À quelques jours d’intervalle, le roi Mohammed VI a annoncé deux nouvelles de taille. La première exprimée par le Souverain au chef du gouvernement, Aziz Akhannouch, dans sa demande de lancement du processus de réforme de la Moudawana dans un délai de six mois. Quant à la seconde, elle aussi historique: l’annonce par le Souverain de l’organisation de la Coupe du monde 2030 par le Maroc, l’Espagne et le Portugal.
Hasard du calendrier? Pas si sûr, car ces deux avancées, sociale et sportive, sont intrinsèquement liées l’une à l’autre. Le parcours incroyable des Lionnes de l’Atlas, le soutien qu’ont apporté les Marocains à leur équipe féminine, le rayonnement à l’international de cette équipe de jeunes femmes, en est le parfait exemple.

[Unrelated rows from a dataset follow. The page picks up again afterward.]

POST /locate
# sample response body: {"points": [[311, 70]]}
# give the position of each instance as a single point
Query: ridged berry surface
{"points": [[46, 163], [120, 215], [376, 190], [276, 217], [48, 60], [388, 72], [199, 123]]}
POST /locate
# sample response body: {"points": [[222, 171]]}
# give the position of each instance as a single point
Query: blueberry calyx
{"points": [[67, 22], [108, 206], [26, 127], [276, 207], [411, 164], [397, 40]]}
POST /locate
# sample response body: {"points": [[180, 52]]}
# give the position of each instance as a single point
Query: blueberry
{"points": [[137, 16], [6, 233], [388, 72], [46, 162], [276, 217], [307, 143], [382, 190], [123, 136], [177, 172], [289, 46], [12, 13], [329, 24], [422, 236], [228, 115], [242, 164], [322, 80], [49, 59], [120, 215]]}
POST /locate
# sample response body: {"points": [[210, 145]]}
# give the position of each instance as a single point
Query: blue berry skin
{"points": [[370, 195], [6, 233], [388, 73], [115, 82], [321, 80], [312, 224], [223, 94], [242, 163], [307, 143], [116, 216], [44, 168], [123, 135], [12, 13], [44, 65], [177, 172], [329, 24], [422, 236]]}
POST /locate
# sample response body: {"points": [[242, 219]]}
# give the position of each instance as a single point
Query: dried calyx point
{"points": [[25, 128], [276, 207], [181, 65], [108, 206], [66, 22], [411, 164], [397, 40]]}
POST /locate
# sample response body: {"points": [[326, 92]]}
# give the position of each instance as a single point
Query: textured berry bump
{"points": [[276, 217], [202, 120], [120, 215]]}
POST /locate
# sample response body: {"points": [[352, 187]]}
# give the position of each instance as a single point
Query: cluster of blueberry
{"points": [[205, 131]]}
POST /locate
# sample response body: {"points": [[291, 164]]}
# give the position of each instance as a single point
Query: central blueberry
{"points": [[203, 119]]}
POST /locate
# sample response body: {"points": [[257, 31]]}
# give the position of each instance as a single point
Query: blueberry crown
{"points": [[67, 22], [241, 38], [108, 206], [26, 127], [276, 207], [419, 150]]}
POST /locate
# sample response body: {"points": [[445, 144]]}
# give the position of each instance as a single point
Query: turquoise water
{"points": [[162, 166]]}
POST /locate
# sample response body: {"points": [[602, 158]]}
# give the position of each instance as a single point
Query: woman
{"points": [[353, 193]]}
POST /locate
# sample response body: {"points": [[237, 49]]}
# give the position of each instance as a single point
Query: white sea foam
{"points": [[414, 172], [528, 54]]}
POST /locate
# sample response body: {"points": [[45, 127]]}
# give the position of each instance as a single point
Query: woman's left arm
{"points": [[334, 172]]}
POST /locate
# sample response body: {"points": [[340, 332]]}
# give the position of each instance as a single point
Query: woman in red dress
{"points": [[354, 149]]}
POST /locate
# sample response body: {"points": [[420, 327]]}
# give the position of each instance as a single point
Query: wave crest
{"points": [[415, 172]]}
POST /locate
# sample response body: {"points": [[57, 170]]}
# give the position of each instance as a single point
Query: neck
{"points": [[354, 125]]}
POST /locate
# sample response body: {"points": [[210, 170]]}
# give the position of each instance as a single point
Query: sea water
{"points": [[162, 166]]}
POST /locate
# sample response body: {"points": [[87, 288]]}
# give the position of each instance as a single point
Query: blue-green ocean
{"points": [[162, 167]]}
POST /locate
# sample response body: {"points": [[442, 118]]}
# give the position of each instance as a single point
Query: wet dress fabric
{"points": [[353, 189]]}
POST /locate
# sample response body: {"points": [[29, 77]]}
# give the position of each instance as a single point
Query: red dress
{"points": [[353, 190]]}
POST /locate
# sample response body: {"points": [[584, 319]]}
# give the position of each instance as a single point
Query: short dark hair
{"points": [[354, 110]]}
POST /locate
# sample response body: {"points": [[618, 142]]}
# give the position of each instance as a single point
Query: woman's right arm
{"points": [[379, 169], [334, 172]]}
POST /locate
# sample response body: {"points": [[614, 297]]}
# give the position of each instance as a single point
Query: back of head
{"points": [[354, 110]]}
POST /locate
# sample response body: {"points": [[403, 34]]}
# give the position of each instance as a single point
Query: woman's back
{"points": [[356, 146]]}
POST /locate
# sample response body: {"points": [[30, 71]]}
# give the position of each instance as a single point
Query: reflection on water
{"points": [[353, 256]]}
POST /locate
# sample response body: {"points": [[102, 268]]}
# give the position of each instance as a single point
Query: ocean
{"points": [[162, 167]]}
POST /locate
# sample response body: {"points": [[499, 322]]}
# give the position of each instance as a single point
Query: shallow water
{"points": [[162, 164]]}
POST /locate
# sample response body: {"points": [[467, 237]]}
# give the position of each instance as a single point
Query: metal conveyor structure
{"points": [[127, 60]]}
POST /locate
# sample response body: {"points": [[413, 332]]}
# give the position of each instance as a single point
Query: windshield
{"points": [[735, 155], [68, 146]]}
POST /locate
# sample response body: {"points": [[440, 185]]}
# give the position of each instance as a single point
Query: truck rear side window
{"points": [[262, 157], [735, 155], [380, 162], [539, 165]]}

Bien plus que n’importe quel discours militant, manifeste féministe ou manifestation pour les droits des femmes, l’engouement suscité par les succès des Lionnes de l’Atlas a fait faire un bond colossal dans les mentalités quant aux droits des femmes et à l’égalité des sexes. C’est là la beauté et la force du sport, réussir à effacer les barrières, donner une chance à tous et à toutes, renforcer les notions de compétences et de succès par le travail et la constance… et faire vibrer à l’unisson des millions de personnes autour de ces valeurs.
Le fait que le chantier de réforme de la Moudawana se fasse en même temps que l’organisation de la Coupe du monde 2030 est donc en soi très inspirant. Car, nous ne le savons que trop bien, tous les projecteurs du monde entier seront braqués sur nous pendant toute la durée de la préparation du tournoi et de son déroulement. Comme ce fut le cas pour le Qatar, passé au crible des critiques quant à sa politique sociale, économique, écologique et migratoire, ce sera assurément le cas du Maroc, qui sera d’ailleurs certainement même beaucoup plus scruté (et critiqué) que ses voisins espagnol et portugais.
Car l’enjeu pour un pays musulman et africain n’est pas le même que pour un pays occidental. Le traitement accordé par la presse internationale en est le reflet et les aprioris liés à nos sociétés arabo-amazigho-africano-musulmanes ne s’effaceront pas en un coup de baguette magique. Comme le Qatar, il va falloir convaincre. Convaincre que l’on peut faire aussi bien, voire beaucoup mieux que les autres. De la même manière que le Maroc, dans son incroyable performance lors de la Coupe du monde 2022, a porté l’étendard des pays arabes, musulmans et africains, il se verra assurément endosser la même responsabilité.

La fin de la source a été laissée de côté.